Eventually, the RCMP and Ontario Provincial Police issued statements indicating facial recognition was used in order to help identify and rescue some minors seen being sexually abused in anonymized internet images exchanged by pedophiles.įebruary’s joint investigation by the four privacy commissioners found that 48 entities in Canada had obtained accounts with Clearview starting in 2019.
CLEARVIEW TIM HORTONS SOFTWARE
When the software was still being used in Canada in early 2020, many police forces publicly denied using the software despite their detectives having done so. In November, Australian privacy officials also demanded Clearview AI purge the images of Australians. “It is simply not possible, merely from photographs, to identify whether the individuals in the photographs are in Canada at the time the photograph was taken, or whether they are Canadian citizens, residents, etc.” The orders also quote exchanges that the privacy officials had with Clearview AI in which the company says it cannot comply with the purging of orders. The timelines vary but the shared demand is for Clearview to purge the images this winter. legislation allows its privacy officials to impose “a fine of not more than $100,000″ against organizations found to flout privacy laws.Įach of the provincial privacy commissioner orders issued this month give Clearview AI weeks to comply with the formal orders to delete Canadians’ faces. Other provincial offices, however, have heightened powers. Nor do several provincial privacy commissioners. The Office of the Privacy Commissioner of Canada has issued no orders because it has no legislated powers to act against corporations. “Clearview believes the orders being sought are beyond the powers of the provincial privacy commissioners,” he added. “Clearview AI is a search engine that only collects public data just as much larger companies do, including Google,” the company’s Canadian lawyer, Doug Mitchell, said in statement.
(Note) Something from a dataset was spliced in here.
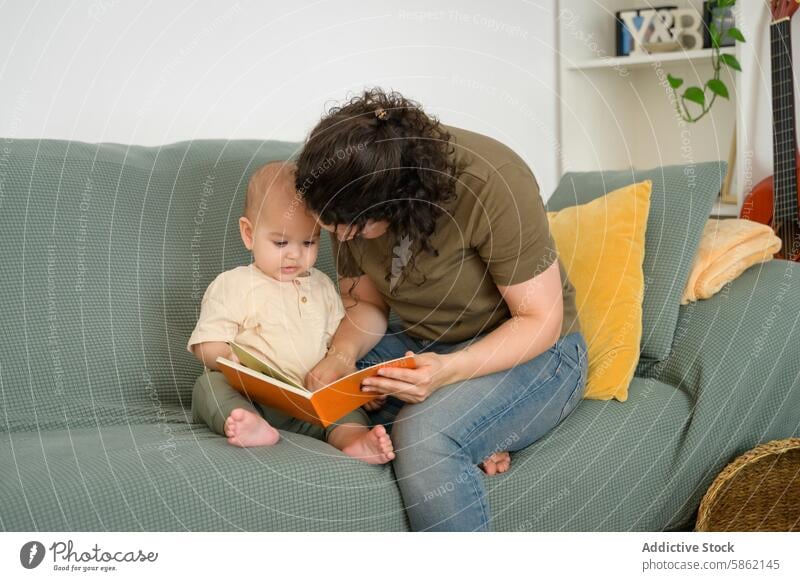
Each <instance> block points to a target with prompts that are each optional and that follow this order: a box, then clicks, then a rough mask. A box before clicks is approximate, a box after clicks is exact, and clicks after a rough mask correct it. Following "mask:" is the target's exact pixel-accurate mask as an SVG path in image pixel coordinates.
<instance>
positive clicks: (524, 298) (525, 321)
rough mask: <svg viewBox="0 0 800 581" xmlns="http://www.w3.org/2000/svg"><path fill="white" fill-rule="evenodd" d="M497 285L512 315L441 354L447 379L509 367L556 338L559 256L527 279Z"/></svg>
mask: <svg viewBox="0 0 800 581" xmlns="http://www.w3.org/2000/svg"><path fill="white" fill-rule="evenodd" d="M497 289H498V290H499V291H500V294H501V295H503V299H504V300H505V301H506V304H507V305H508V308H509V310H510V311H511V318H510V319H508V320H507V321H505V322H504V323H503V324H501V325H500V326H498V327H497V328H496V329H495V330H494V331H492V332H491V333H489V334H488V335H486V336H485V337H484V338H483V339H481V340H480V341H477V342H475V343H474V344H472V345H471V346H469V347H466V348H464V349H461V350H460V351H457V352H455V353H450V354H447V355H445V356H444V357H445V364H444V365H445V370H443V374H444V377H445V378H446V379H447V383H455V382H457V381H461V380H463V379H468V378H471V377H480V376H482V375H488V374H490V373H495V372H497V371H502V370H504V369H510V368H512V367H514V366H515V365H519V364H521V363H525V362H526V361H529V360H531V359H533V358H534V357H537V356H538V355H541V354H542V353H544V352H545V351H547V350H548V349H550V347H552V346H553V345H554V344H555V342H556V341H557V340H558V338H559V335H560V334H561V324H562V318H563V315H564V299H563V296H562V292H561V291H562V287H561V273H560V272H559V266H558V259H556V260H555V261H553V263H552V264H551V265H550V266H549V267H547V269H546V270H545V271H544V272H542V273H541V274H539V275H537V276H535V277H533V278H532V279H530V280H527V281H525V282H521V283H519V284H515V285H511V286H499V285H498V287H497Z"/></svg>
The company responded Tuesday by saying faces are just another form of data. “The commissioner considered and rejected Clearview’s position and issued a binding order to comply with the recommendations.” “Clearview refused to comply with the recommendations by arguing it could not comply with them,” reads the order from B.C.’s Office of the Information and Privacy Commissioner. Through this month’s issue of formal orders, they have now done so. The privacy commissioners vowed then to take follow-up actions if Clearview did not delete Canadians’ faces. It alleged that the software had been used in contravention of federal and provincial privacy laws that give Canadians control of how their images are used. In February, the three provincial privacy commissioners and federal Privacy Commissioner Daniel Therrien revealed the findings of a joint investigation. Nor did the social-media companies sanction Clearview AI’s scraping. Users of the social-media sites, however, have never consented for their images to be used in this way. It works well at identifying people in photographs because the company has built a global index of faces by scraping billions of images off social-media sites. The Clearview AI software is marketed to law enforcement officials.